Leesil crouched, getting ready to run, and both he and Brot’an waited for the right moment.

Tonight, neither of them wore cloaks, and Leesil had even forgone his hauberk. They both wore long scarves that wrapped up and hid light-colored hair and the lower half of their faces. Only their eyes were left exposed.

Leesil’s winged punching blades were strapped tight on his thighs, but he was uncomfortable with the two new weapons sheathed inside his shirtsleeves—an anmaglâhk’s hook-bladed bone knife and stiletto. Brot’an had offered them to him, and Leesil knew they would be necessary, so he’d taken them. He was uncomfortably aware of only one possible source for the spares Brot’an had been carrying: the body of a dead anmaglâhk.

After all the questionable things Leesil had done in his life, it shouldn’t bother him to use a dead man’s weapons, but it did. He’d once possessed his own anmaglâhk stilettos and bone knife, at the time unaware what they’d meant or where his mother had gotten them.

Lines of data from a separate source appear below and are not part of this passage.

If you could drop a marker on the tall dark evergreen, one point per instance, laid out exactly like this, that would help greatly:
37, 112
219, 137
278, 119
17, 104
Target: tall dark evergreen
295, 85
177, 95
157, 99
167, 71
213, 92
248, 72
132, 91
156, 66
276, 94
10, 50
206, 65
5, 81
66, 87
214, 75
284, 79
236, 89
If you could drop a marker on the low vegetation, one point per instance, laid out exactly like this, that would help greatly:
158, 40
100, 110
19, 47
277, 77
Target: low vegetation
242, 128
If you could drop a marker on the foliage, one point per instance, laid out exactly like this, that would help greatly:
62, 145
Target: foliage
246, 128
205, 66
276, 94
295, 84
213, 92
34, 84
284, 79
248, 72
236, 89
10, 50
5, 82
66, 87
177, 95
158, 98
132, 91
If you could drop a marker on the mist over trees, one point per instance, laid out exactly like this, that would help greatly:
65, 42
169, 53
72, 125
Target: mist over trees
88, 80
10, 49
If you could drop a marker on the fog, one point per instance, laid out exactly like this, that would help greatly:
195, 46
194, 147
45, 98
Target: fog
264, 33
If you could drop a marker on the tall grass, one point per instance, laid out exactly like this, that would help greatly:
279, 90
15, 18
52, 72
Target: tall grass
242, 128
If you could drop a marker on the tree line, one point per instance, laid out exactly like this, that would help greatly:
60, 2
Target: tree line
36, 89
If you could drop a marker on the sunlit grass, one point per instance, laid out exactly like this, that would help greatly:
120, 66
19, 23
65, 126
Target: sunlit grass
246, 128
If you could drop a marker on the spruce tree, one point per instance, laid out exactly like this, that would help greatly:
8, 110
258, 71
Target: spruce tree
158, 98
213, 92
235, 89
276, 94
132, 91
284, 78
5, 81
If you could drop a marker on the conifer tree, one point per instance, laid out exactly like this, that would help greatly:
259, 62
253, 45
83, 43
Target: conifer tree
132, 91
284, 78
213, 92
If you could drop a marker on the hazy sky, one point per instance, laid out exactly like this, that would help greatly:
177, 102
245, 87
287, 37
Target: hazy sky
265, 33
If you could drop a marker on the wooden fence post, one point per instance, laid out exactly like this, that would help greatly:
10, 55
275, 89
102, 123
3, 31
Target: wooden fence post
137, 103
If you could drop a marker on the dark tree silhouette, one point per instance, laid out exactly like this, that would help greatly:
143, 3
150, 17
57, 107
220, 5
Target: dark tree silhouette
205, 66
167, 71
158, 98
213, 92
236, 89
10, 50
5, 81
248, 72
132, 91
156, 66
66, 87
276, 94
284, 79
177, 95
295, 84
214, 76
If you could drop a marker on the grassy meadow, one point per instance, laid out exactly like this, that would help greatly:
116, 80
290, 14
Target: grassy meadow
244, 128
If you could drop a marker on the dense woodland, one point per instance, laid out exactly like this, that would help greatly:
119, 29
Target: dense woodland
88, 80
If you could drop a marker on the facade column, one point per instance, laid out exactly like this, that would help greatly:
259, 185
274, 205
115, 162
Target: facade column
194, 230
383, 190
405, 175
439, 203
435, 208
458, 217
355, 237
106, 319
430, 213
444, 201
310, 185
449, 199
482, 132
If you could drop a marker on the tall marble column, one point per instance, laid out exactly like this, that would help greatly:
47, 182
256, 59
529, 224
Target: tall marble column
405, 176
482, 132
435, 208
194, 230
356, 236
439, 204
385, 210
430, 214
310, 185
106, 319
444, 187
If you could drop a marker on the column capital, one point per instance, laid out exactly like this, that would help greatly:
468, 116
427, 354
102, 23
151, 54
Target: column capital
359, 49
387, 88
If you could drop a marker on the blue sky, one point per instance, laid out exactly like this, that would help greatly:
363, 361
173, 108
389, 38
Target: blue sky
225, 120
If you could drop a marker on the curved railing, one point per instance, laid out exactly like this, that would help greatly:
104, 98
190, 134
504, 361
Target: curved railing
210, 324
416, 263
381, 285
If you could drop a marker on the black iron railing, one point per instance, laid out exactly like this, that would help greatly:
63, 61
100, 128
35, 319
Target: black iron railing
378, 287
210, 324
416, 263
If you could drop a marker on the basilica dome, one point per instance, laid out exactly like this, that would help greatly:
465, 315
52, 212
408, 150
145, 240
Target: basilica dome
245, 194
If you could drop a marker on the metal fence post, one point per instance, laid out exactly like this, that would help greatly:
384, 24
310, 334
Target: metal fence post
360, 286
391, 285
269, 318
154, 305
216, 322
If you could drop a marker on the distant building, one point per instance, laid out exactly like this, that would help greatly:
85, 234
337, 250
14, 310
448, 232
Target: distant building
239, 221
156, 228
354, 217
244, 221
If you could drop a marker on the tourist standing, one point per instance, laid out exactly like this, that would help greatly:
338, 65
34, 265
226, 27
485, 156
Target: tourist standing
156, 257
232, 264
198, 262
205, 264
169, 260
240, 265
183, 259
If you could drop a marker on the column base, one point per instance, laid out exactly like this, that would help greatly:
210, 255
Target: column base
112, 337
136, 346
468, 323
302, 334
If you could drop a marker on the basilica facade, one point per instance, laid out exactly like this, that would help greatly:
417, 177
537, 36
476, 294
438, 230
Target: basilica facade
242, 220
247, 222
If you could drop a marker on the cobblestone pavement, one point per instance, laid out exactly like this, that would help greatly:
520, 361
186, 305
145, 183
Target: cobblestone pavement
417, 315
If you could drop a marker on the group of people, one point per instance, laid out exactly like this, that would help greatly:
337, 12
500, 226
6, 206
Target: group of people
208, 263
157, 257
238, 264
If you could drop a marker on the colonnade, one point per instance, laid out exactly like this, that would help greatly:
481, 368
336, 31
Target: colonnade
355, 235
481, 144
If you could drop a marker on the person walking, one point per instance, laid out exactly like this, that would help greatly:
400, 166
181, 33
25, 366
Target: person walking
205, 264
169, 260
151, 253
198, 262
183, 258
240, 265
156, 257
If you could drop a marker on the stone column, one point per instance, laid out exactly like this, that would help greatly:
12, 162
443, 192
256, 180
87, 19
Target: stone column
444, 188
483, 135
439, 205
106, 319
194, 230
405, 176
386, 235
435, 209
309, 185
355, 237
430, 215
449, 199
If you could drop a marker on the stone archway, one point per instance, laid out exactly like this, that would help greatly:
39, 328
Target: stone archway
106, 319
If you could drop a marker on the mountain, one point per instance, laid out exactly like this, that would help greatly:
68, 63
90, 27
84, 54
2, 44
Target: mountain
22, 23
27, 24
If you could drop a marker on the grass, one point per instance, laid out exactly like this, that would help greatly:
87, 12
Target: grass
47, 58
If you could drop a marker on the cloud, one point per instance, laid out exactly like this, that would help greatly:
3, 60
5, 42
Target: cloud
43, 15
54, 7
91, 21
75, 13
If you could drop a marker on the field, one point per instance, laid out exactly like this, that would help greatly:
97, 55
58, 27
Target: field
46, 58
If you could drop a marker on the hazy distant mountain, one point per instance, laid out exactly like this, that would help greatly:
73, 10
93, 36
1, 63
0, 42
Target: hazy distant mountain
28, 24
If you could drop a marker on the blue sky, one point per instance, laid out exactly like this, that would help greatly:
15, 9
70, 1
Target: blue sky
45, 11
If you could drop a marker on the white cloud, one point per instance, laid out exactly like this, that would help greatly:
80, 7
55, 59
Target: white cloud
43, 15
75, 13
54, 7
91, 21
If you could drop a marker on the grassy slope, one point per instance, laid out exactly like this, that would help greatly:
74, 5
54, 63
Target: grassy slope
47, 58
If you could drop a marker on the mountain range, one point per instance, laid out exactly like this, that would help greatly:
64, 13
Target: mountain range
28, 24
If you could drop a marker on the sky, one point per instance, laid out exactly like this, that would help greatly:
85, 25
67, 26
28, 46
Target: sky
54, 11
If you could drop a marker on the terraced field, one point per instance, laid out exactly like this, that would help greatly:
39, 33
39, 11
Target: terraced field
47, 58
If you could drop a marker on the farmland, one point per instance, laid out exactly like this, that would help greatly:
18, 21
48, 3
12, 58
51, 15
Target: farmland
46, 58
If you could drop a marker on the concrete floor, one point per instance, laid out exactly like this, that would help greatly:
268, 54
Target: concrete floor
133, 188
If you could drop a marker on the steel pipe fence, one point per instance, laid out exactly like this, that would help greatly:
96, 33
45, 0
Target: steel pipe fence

He’d traded one intact stiletto and a broken one to a blacksmith for his first set of winged blades.

He’d left his bone knife buried to the hilt in the throat of Lord Darmouth.

Losing those assassin’s weapons had been no loss; there were always more weapons to be had. Losing his had been a relief. Now he wore them again ... like an anmaglâhk.

The guard reached the large barbican jutting out from the center of the bailey’s rear wall. He paused there, surveying the keep and the inner bailey, and then turned to look out at the quiet night city around the guild.

Leesil flattened against the wall in the dark.

The guard finally turned away, heading back the way he’d come in his half circuit around the wall’s northern half. It would be some 130 paces before the guard walking the wall’s southern half came into sight.